MPF/RS contesta sentença judicial que anula a portaria de criação da TI de Mato Preto

Ministério Público Federal no Rio Grande do Sul - MPF/RS - www.prrs.mpf.mp.br - 22/10/2015
O Ministério Público Federal em Erechim (RS) recorreu da decisão da Justiça Federal que decretou a nulidade da Portaria no 2.222, de 21 de setembro de 2012, do Ministério da Justiça. A portaria declara como de ocupação tradicional indígena Guarani a área com superfície aproximada de 4.230 hectares denominada "Terra Indígena de Mato Preto". A portaria foi questionada na ação ordinária 5004427-72.2012.404.7117, ajuizada por agricultores contra a Funai e a União.

Em recurso de apelação, o procurador da República Carlos Eduardo Raddatz Cruz pede a anulação e a cassação da sentença, por violação ao direito de consulta e de participação da comunidade indígena.


A sentença que anulou a portaria considera comprovada a ocupação tradicional Guarani na região de Mato Preto até meados de 1930 e deixa expresso o reconhecimento do vínculo de pertencimento dos indígenas com aquele território. No entanto, no caso concreto, a Justiça considerou não haver, na época da promulgação da Constituição Federal de 1988, prova de ocupação indígena no local, tampouco prova da persistência de disputa pela área entre os índios e não-índios materializada por circunstâncias de fato ou por processos administrativos/judiciais. A decisão aplica ao caso a tese do "fato indígena" no marco temporal da Constituição Federal de 1988, concebida pelo Supremo Tribunal Federal no julgamento do caso Raposa Serra do Sol, em 2009.

No recurso, o MPF pede a reabertura da instrução probatória na ação, para dar oportunidade de produção de prova testemunhal e pericial antropológica, especificamente para apurar as causas da ausência de efetiva ocupação territorial na data da promulgação da Constituição pelos Guarani de Mato Preto.
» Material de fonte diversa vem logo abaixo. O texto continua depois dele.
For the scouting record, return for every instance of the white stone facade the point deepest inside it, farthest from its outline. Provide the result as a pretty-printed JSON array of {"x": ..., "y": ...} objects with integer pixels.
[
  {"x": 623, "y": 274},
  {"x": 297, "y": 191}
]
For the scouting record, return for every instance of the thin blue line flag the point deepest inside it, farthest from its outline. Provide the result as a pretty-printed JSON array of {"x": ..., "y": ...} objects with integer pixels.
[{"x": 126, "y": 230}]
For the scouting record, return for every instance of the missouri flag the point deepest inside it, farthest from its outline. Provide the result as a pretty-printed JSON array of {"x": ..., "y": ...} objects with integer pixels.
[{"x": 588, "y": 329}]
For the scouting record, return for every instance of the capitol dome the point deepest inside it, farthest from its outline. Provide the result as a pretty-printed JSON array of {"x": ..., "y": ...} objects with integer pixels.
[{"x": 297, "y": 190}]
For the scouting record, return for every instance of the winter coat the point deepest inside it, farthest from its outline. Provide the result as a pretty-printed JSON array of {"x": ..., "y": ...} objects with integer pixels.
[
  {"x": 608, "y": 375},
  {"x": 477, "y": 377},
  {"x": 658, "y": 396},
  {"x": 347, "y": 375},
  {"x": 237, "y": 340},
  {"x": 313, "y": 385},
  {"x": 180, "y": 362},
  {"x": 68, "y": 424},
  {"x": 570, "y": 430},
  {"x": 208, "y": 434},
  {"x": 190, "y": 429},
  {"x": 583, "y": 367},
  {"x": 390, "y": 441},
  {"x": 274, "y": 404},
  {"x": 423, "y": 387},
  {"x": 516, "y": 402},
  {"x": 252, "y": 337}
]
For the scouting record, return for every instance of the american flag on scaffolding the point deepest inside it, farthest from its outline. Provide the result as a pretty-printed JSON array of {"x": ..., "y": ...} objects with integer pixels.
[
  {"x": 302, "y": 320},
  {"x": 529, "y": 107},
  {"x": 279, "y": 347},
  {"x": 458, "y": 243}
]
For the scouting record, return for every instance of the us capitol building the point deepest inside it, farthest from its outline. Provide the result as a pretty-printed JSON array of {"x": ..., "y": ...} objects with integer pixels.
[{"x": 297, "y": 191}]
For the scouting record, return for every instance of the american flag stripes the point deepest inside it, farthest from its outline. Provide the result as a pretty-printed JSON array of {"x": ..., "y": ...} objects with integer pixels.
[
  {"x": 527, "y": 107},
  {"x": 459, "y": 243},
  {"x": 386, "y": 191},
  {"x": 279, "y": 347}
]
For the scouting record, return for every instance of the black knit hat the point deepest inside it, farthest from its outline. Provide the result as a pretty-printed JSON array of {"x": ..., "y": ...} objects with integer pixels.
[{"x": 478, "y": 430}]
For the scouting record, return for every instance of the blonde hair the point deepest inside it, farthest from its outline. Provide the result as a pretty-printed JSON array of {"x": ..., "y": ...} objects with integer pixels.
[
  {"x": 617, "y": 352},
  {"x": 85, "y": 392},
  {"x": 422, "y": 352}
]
Relatório Figueiredo - Raddatz alega que, ao negar o pedido do MPF e não ouvir o testemunho dos índios, a Justiça ignorou a realidade vivida pelos Guarani de Mato Preto no período que antecedeu ao ano de 1988, quando os órgãos de proteção aos índios, supostamente criados para defender seus direitos, ficaram subordinados às políticas governamentais e a interesses que não a proteção indígena. Isso aconteceu especialmente entre 1946 e 1988, conforme apontou a Comissão Nacional da Verdade.

"O contexto estrutural foi propício para que ocorresse a desenfreada apropriação de terras indígenas e seus recursos, a corrupção de servidores e a violência extrema contra índios", ressalta o texto da apelação. O MPF cita o Relatório Figueiredo, escrito pelo procurador federal Jader Figueiredo Correia nos anos 60, que traz denúncias sobre a gestão do Serviço de Proteção ao Índio (o SPI, o antecessor da Funai).

A "doação criminosa de terras", "adulteração de documentos oficiais", "assassinatos de índios (individuais e coletivos)" e "trabalho escravo" são os crimes cometidos pelo SPI transcritos no relatório, citado por Raddatz. O mesmo relatório informa que os índios que viviam nos postos indígenas de Cacique Doble - para onde os Guarani de Mato Preto foram transferidos, após serem expulsos de suas terras na década de 1930 - eram submetidos a tratos desumanos, como espancamentos e trabalhos forçados.

A apelação cita ainda trecho de manifesto entregue ao MPF em Erechim em setembro passado pelos próprios índios. No documento, eles afirmam que os índios que se encontram em Mato Preto derivam de famílias que saíram das TI de Cacique Doble e Nonai, para reaver as terras onde seus avós viveram. Na mesma carta, os Guarani ressaltam que durante os anos 70 "mesmo sabendo que tinha um território que poderiam reivindicar para a comunidade, [as lideranças indígenas] não podiam sair das terras em busca dos direitos e que se saíssem seriam presos e torturados".